Cleaning your mouse is largely the same as a keyboard in that the whole thing needs a good wipe down. Pay particular attention to the non-stick pads on the bottom as a lot of gunk can accumulate on and around the edge of the mouse’s feet.

Cleaning the sensor

If there’s anything caught in the scroll wheel, simply turn the whole clicker over and turn the wheel or hit it with a blast of air to dislodge anything caught inside. Finally for the optical sensor, we suggest wiping the area with a damp cloth and a Q-tip to finely remove any leftover crud.

Monitor

Monitor

Cleaning monitors, and screens in general, are extremely sensitive and require some of the gentlest cleaning methods. Windex is completely NOT okay to use. Ammonia- or alcohol-based cleaners should also be avoided because they can strip the anti-reflective coating applied to screens, cause clouding, and otherwise damage the display.

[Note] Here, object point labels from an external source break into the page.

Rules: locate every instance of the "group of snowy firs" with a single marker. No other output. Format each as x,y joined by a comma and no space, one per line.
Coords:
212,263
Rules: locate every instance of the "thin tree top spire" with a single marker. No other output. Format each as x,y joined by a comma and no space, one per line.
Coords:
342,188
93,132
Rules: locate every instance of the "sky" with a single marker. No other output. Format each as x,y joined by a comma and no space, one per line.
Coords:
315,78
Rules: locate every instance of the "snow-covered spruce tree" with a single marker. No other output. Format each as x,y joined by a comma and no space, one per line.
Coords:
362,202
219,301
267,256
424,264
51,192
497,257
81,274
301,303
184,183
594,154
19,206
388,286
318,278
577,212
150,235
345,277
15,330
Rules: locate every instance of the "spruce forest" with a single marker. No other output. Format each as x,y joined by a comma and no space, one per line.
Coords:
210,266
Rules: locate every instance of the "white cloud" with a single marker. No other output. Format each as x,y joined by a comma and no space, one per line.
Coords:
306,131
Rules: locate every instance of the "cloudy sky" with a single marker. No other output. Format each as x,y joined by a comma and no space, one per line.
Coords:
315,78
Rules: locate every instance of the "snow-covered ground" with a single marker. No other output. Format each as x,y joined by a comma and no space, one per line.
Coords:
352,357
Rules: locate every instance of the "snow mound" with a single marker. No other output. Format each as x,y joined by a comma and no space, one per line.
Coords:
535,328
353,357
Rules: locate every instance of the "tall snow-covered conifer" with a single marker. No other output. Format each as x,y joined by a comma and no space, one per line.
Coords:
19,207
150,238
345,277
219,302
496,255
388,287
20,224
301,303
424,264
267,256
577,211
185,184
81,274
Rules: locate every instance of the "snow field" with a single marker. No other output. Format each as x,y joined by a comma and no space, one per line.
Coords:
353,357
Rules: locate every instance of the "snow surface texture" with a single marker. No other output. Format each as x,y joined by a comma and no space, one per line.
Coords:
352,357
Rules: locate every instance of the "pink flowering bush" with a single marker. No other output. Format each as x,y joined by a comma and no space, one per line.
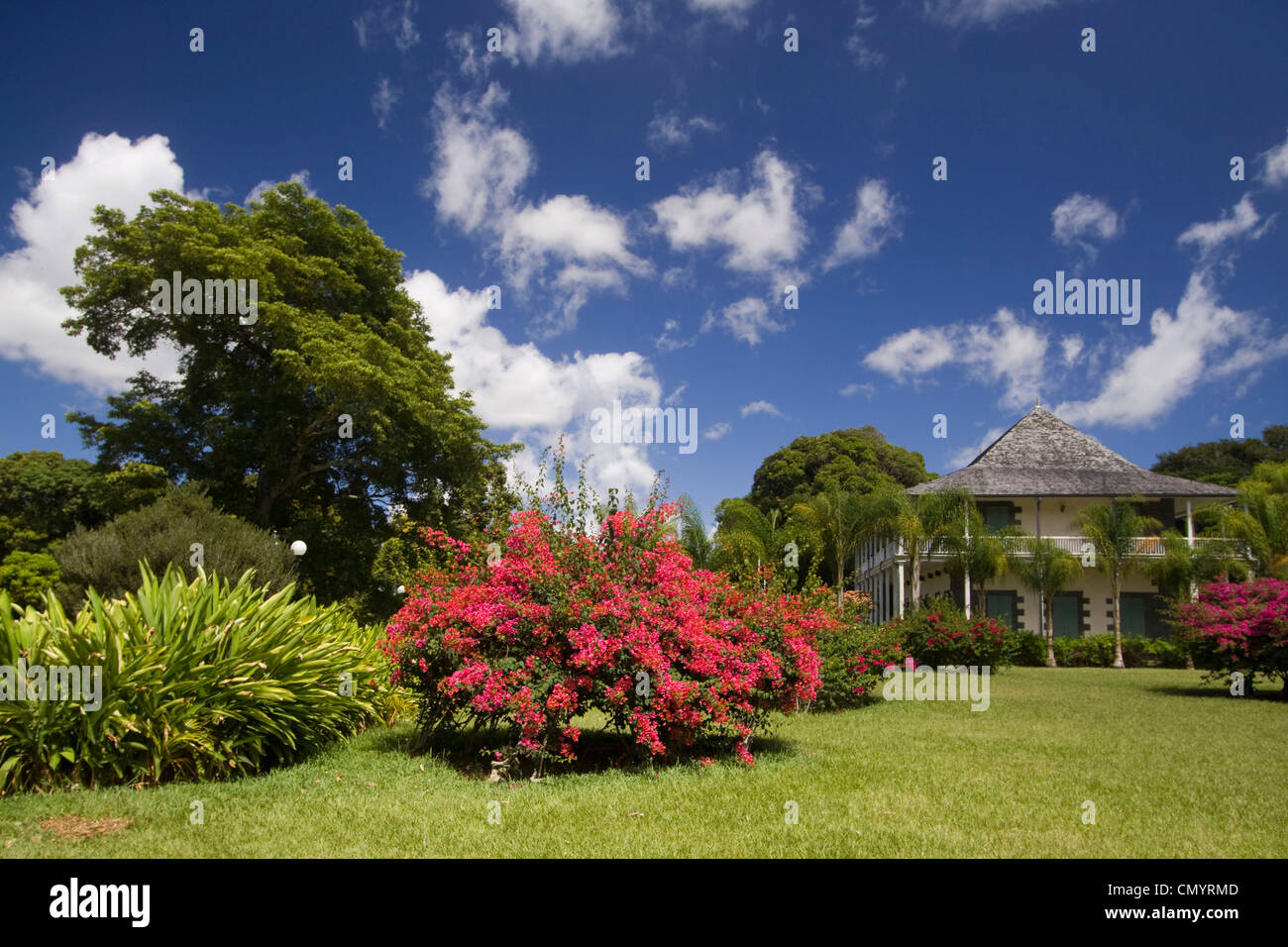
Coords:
854,652
562,622
1237,626
941,634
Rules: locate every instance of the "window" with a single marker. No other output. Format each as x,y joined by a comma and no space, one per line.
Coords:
1067,613
1004,605
997,515
1141,615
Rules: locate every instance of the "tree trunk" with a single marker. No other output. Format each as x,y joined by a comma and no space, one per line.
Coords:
1119,628
915,575
1050,630
840,581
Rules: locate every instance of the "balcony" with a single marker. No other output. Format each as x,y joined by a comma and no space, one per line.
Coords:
1146,547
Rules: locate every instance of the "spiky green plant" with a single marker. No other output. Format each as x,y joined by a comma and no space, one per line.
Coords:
201,680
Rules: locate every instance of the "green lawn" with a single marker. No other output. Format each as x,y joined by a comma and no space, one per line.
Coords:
1175,770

While it may seem like there are but a few solutions worth wiping your screen with, it’s actually easier to just make your own cleaning solution. All it requires is equal parts white vinegar and distilled water.

cleaning solution

But before we start damping anything, we’re going to wipe down the surface to get rid of any dust or grit that might scratch the screen later on. Another ground rule is to never pour or spray liquid directly onto the screen because drops can seep into the panel through gaps around the bezel. Instead drip a little bit of the solution into the cloth and then wipe the display in a circular motion to prevent streaks.

Headsets

wipe headset

Moving onto potentially the grossest part of our gadget cleanup, headsets. Mmmm sweat and earwax. One good general rule about cleaning headsets is liquid cleansers are a big no-no. Instead, for leather, pleather, and vinyl cups, use a simple microfiber cloth.

Tape headset

Alternatively, for headset with cloth and foam ear cups scotch tape works wonders on pulling off dust and lint without tearing fabric.

Smartphones and tablets

Dirty Smartphone

Tablets, and especially smartphones, can be a complete biohazard nightmare of bacteria and germs. All the loose food and dust that accumulates on your keyboard pales in comparison to the smartphone you touch with your hands all day. Given that this device also touches your face, it’s probably the most important thing you’ll want to sanitize.

Wipe Smartphone

While we wish we could use bleach or use acid to scour phones clean, touchscreens are the finickiest thing to clean because of their sensitive oleophobic (oil phobic) coating. These coatings can be easily damaged by alcohol and ammonia solutions. Instead just like your monitor, it’s best to clean it with distilled water and white vinegar. Although technically vinegar is still an acid that will degrade the oil repelling coating on smartphones, it’s much weaker than alcohol.

For a truly sanitizing clean, you can buy a cleanser like iKlear , which is actually recommended by Apple. Alternatively, for a completely liquid-free solution there are UV sterilizers specifically designed for smartphones—think of them as an UV-powered Easy Bake ovens for technology—that run around $40.